As noted above, the letter of support for us is signed by 36 members of the Distinguished Reviewers Board and the Price Medal Laureates Board of Scientometrics, which is about half of them. Although we do not have the liberty to reveal the full content of the letter and its signatories individually at this point, by implication one can easily guess that the list contains the best experts in the field, including top professors. In fact, their combined number of publications and citations recorded in Web of Science is 3,189 and 111,780, respectively (as of September 26, 2021), which admittedly is a formidable academic firepower! And they clearly express their dissent with the retraction and doubt that we have been treated fairly. Note that signing such letter must not have been easy for anybody, so there are probably many more who think the same but did not decide to come forward for various reasons. Of course, there is a number of people outside of this relatively narrow group who are equally angry over the retraction. We feel immense support in the research community and we are very grateful for that!

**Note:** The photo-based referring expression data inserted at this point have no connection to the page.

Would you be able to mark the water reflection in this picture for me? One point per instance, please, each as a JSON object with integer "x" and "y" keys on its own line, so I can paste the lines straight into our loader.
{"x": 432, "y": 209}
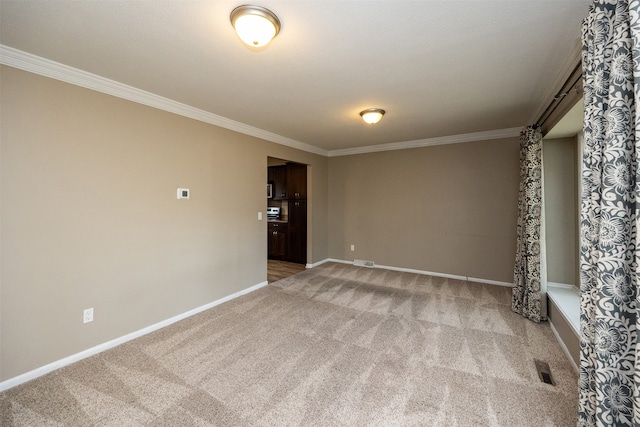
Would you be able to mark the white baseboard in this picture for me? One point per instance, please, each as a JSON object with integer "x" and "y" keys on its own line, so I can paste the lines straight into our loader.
{"x": 38, "y": 372}
{"x": 411, "y": 270}
{"x": 564, "y": 348}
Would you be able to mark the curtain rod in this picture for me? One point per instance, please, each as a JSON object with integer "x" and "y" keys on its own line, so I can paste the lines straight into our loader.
{"x": 564, "y": 100}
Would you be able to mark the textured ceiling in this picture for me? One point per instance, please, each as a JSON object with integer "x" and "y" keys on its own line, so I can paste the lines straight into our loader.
{"x": 438, "y": 68}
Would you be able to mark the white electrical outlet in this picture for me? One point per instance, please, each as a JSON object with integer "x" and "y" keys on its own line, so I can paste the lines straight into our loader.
{"x": 88, "y": 315}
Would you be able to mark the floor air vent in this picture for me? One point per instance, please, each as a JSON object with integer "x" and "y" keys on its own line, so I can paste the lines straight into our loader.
{"x": 544, "y": 372}
{"x": 363, "y": 263}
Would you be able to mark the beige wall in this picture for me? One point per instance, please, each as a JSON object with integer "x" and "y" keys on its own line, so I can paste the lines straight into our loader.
{"x": 446, "y": 209}
{"x": 561, "y": 209}
{"x": 89, "y": 217}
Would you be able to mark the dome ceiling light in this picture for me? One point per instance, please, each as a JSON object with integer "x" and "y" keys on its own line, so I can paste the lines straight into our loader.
{"x": 255, "y": 25}
{"x": 372, "y": 115}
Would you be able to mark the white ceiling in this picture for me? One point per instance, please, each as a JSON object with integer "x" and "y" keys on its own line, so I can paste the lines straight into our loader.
{"x": 438, "y": 68}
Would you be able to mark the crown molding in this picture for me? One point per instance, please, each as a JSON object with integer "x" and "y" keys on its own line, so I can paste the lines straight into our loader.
{"x": 442, "y": 140}
{"x": 34, "y": 64}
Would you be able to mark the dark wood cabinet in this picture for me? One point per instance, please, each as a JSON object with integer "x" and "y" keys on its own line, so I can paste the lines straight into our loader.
{"x": 278, "y": 178}
{"x": 297, "y": 181}
{"x": 277, "y": 240}
{"x": 297, "y": 232}
{"x": 288, "y": 240}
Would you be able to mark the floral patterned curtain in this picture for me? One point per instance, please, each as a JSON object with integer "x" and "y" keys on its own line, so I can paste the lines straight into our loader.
{"x": 530, "y": 282}
{"x": 609, "y": 315}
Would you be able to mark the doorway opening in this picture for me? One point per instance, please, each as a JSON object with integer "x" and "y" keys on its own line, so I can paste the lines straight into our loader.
{"x": 286, "y": 218}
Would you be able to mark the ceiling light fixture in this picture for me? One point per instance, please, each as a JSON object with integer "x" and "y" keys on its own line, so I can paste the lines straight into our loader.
{"x": 372, "y": 115}
{"x": 255, "y": 25}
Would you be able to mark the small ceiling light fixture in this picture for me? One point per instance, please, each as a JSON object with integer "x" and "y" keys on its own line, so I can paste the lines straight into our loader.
{"x": 372, "y": 115}
{"x": 255, "y": 25}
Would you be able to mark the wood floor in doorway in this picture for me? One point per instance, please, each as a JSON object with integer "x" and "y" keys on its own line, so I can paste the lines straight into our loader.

So what happens next? We may have lost a battle but not the war just yet. We will keep on fighting to clear our names. Even retraction can be retracted and we will do whatever we can to that aim. As suggested to us by the letter of support, our next immediate step is to submit an appeal to the Facilitationand Integrity Subcommittee of COPE for an independent ruling, which should be accepted by both Frontiers and Springer Nature, as they are institutional members of this organization. I will be updating this post below, if new significant development arises, but not before the COPE review is finished, because after it is initiated I am required not to discuss the case publicly, while the review is ongoing. By corollary, I apologize to journalists and others who might be tempted to ask me for my view in the meantime, as I will have no other option than send back a “no comment” reply. I am confident that we have a strong case for a successful appeal. Yet I am also well-aware of the fact that we take on one of the largest and most powerful publishers of scientific literature in the world. Cross your fingers for us!